The end of this week sees three different natural phenomenons all within days of each other. Friday will see a solar eclipse which will see the UK plunged into darkness, while two less rare spectacular celestial events will also happen too: a Supermoon and the Spring equinox.The solar eclipse is a phenomenon where the sun and moon line up, so that the latter obscures the former. An eclipse is a natural phenomenon. Nevertheless, in some ancient and modern cultures, solar eclipses have been attributed to supernatural causes or regarded as bad omens. A total solar eclipse can be frightening to people who are unaware of its astronomical explanation, as the Sun seems to disappear during the day and the sky darkens in a matter of minutes. Eclipses can only happen at new moon, when the moon appears is entirely in shadow.If the Moon were in a perfectly circular orbit, a little closer to the Earth, and in the same orbital plane, there would be total solar eclipses every single month.

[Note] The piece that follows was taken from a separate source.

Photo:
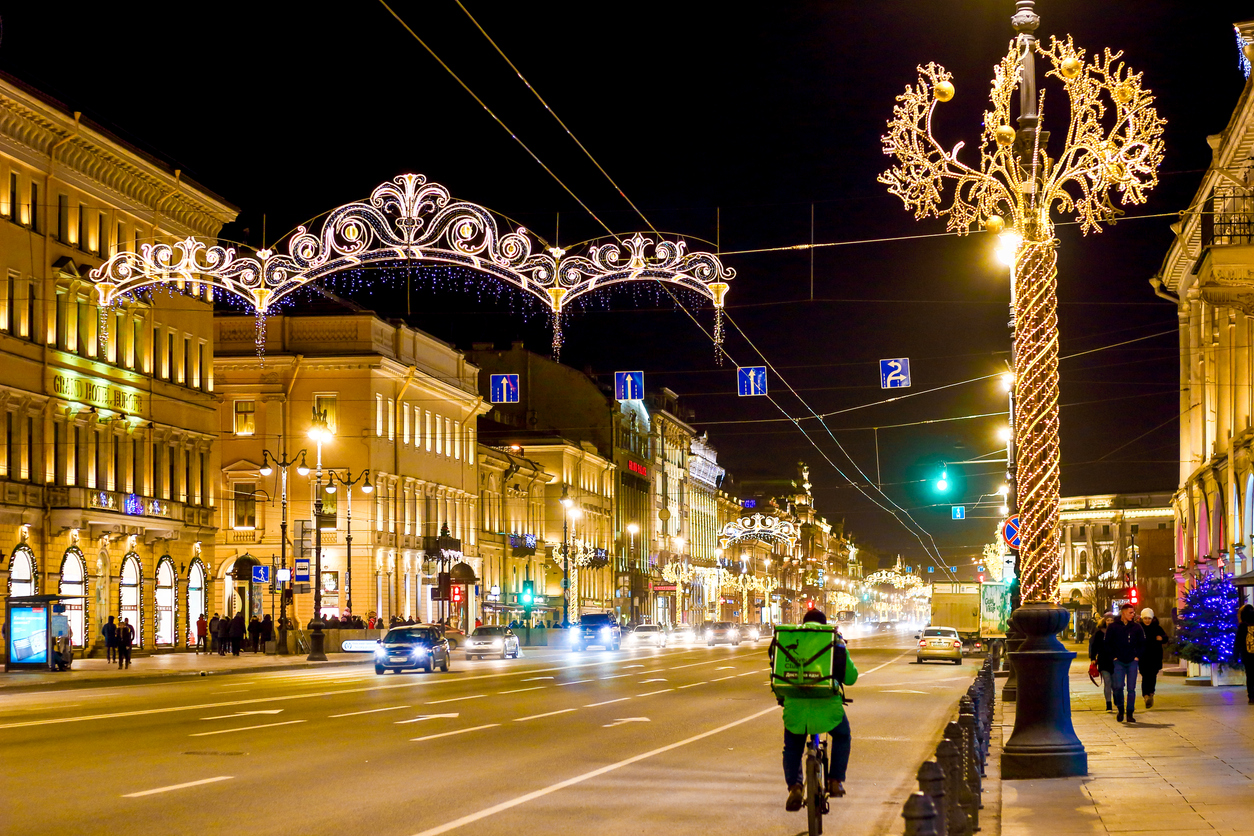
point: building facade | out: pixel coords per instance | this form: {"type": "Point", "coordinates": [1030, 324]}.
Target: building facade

However, the Moon’s orbit is inclined (tilted) at more than 5 degrees to Earth’s orbit around the Sun (see ecliptic) so its shadow at new moon usually misses Earth.
A Supermoon, or perigee moon, happens when the full /new moon does its closest fly-by of the Earth, making it look bigger than it normally does. Most of the time, there are between three and six Supermoons a year. There is set to be six in 2015, two of which have already happened. The next will take place on March 20, the day of the eclipse, and the others will come in August, September and October.
The spring equinox refers to the time of the year when the day and night are of equal duration, mid-way between the longest and shortest days. The equinox will also happen on March 20. While it won’t have any discernable, impact on how the solar eclipse looks, it will contribute to a rare collision of three unusual celestial events. On March 20, the Earth’s axis will be perpendicular to the sun’s ray — which only happens twice a year, at the two equinoxes.
After that, it will start tipping over, making the days longer in the northern hemisphere. As such, the equinox has long been celebrated as a time of beginning and renewal, by a number of historic cultures, and is linked to Easter and Passover.Its deeper spiritual significance reveals the mysteries of spiritual resurrection. In Christianity, the spring equinox is the time of the passion, crucifixion, and resurrection of Jesus. Likewise in ancient Egypt, it is the time of the resurrection of the ancient Egyptian god Osiris; and the resurrection of the Mayan Maize God Hun Hunahpu.
The Great Sphinx of Giza, in Egypt, symbol of resurrection, gazes precisely at the rising of the spring equinox sun. The temple of Angkor Wat in Cambodia aligns to the spring equinox, and depicts the scene of the “churning of the milky ocean”—the struggle between the forces of light and darkness. At the temple of the feathered serpent in Mexico at Chichen Itza, the feathered serpent Quetzalcoatl ascends the nine terraces of the pyramid on the spring equinox. The equinox will happen at the same time as a solar eclipse in 2053 and 2072, though it doesn’t always appear as close together as that.